The gap between claimed visibility and actual control
Start with the baseline. An ArmorCode and Purple Book Community survey of over 650 security leaders found 90% of enterprises claim visibility into their AI footprint. That sounds reassuring until the next number: 59% of those same organizations confirmed or suspect they have shadow AI. Nearly two-thirds of people who said they could see everything also admitted they're not seeing everything.
Nudge Security's data adds texture. Their AI Agent Discovery product, announced at RSAC, found that 80% of organizations are encountering agentic AI risks related to improper data exposure and unauthorized system access. The product covers Microsoft Copilot Studio, Salesforce Agentforce, and n8n, and specifically surfaces unauthenticated MCP connections, orphaned agents, and risky integrations.
"The greatest AI security threat isn't what organizations can't see, it's what they can see but can't govern fast enough to stop," said Sangram Dash, CISO and VP of IT at Sisense.
That's a more precise framing than most vendor messaging at the conference. The problem is not purely discovery.
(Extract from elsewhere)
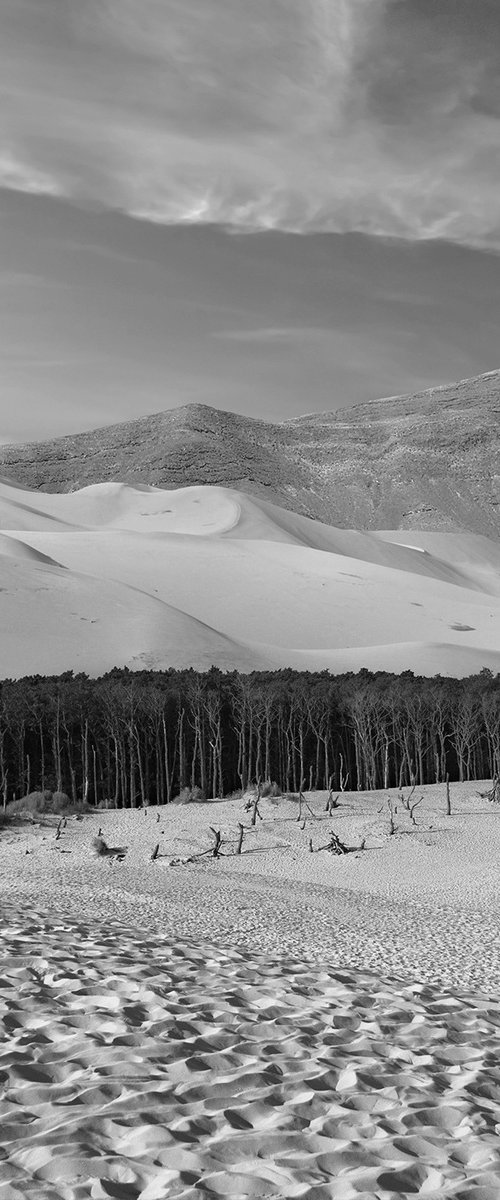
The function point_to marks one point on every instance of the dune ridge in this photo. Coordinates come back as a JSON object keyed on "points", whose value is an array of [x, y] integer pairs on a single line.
{"points": [[118, 575]]}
The governance layer does not exist yet.
What the industry shipped
The vendor response at RSAC was substantial, though uneven in maturity.
On identity: RSA expanded passwordless capabilities for Microsoft 365 E7 to cover both human and AI agent identities. IBM, Auth0, and Yubico announced a Human-in-the-Loop authorization framework combining IBM WatsonX orchestration, Auth0's CIBA-standard identity flows, and Yubico's YubiKey hardware authentication for cryptographically verified human approval of high-stakes agent actions. Yubico and Delinea separately announced integration of hardware-attested Role Delegation Tokens with Delinea Platform and StrongDM ID — an identity layer built specifically for AI agents, in early access in Q2 2026.
Saviynt debuted what they're calling "Identity Security for AI." CEO Sachin Nayyar argued the full stack is required: "core identity management, posture management, privileged access management, vaulting, enforcement — everything running together at AI speed."